La sœur jumelle prend la parole – .

La sœur jumelle prend la parole – .
La sœur jumelle prend la parole – .

Berlin. Au début de la semaine dernière, un accident de la circulation sur la Bundessallee de Berlin a fait des vagues dans tout le pays. Un cycliste de 44 ans a été percuté par un véhicule bétonnière. La victime de l’accident est décédée plus tard à l’hôpital. Certains médias avaient imputé à tort la mort du Berlinois à la manifestation climatique qui se déroulait au même moment sur l’autoroute A100. Maintenant, la sœur jumelle identique du défunt a pris la parole.

Dans une interview émouvante avec “Spiegel”, Anja Umann a parlé de la mort de sa sœur Sandra, de leur relation, de l’action de blocage des militants pour le climat et de la question de la sécurité routière. Umann a contacté le magazine après que des déclarations “ignorantes” sur la mort de sa sœur aient circulé dans les médias de la “dernière génération”.

Sœur jumelle : « 100 % » identifiée aux idéaux de protection du climat

“Elle était mon monde, tout comme j’étais son monde”, la survivante décrit la relation avec sa sœur. « Nous avons quitté la maison quand nous avions 16 ans, nos parents sont morts. C’était toujours juste nous deux, pas de partenaires, presque pas d’amis proches. Ma sœur était autiste, a fait une dépression sévère toute sa vie et souffrait de troubles anxieux.

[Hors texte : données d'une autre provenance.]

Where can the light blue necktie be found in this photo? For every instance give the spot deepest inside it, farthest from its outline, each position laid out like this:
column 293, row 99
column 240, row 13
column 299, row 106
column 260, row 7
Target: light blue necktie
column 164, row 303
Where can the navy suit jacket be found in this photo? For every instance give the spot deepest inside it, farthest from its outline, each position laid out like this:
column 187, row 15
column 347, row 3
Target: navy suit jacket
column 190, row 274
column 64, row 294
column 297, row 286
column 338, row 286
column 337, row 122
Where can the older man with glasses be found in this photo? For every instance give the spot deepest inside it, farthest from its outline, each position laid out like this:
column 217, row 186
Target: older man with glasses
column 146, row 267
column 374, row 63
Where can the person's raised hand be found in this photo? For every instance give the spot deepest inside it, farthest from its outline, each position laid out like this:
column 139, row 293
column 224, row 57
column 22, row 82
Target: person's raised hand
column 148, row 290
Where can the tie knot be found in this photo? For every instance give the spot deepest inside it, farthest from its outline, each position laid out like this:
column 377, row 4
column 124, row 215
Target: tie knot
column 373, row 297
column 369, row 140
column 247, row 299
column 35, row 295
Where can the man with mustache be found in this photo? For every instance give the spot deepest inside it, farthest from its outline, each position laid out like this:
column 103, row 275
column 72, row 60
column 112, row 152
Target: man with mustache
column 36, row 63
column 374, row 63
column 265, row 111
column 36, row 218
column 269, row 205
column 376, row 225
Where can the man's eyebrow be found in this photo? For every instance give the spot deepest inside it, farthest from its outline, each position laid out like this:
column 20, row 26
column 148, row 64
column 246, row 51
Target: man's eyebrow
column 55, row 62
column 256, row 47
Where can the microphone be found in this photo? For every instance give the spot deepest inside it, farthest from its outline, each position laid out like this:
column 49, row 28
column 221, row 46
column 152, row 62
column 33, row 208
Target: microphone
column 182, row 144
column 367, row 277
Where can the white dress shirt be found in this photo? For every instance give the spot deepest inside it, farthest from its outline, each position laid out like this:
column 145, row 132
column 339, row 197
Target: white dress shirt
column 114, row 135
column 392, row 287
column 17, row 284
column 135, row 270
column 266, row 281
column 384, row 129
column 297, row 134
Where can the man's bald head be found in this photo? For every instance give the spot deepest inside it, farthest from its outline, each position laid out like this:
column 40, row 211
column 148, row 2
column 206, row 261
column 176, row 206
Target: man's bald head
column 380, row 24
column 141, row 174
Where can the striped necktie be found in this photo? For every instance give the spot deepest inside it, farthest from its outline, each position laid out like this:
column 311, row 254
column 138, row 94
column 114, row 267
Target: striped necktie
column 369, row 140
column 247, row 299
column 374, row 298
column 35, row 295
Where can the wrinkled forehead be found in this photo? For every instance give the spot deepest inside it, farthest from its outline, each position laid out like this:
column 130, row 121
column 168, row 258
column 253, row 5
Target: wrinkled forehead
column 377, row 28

Ensemble, les deux avaient lancé une marque de mode végétalienne. Tous deux se sont identifiés « à 100 % » avec les idéaux du mouvement de protection du climat. « La protection de la nature est très importante pour nous. Mais à quel point l’ignorance du sort de ma sœur est traitée me fait beaucoup de mal. Ce n’est qu’au cours d’une conversation avec le journaliste que la femme de 44 ans a découvert que le blocage de l’autoroute n’avait aucun effet sur les mesures de sauvetage de sa sœur.

Dans la peur constante : les cyclistes dans le trafic de Berlin

Vous ne ressentez aucune colère envers les militants. “Je remets parfois en question leur méthodologie.” Son espoir est que le groupe se demandera “s’il n’y a pas un autre moyen de se battre pour la survie de notre planète sans éventuellement nuire à d’autres personnes”.

Tous deux partageaient une passion pour les sports d’endurance. Par conséquent, tous les deux étaient généralement sur deux roues dans la zone urbaine de Berlin. Parce que la sécurité routière, en particulier pour les cyclistes à Berlin, n’est pas encore suffisante, ils ont toujours eu peur les uns des autres. « Nous avons toujours cherché, y a-t-il de bonnes pistes cyclables ? Où la ville fait-elle quelque chose pour rendre les pistes cyclables plus sûres ? »

Elle espère trouver un endroit tranquille dans un cimetière pour sa sœur : « Un cimetière, ce serait trop pour elle avec sa maladie, car il y a tellement de monde là-bas. Cela signifie qu’elle pourrait trouver la paix sous un grand chêne dans une forêt tranquille.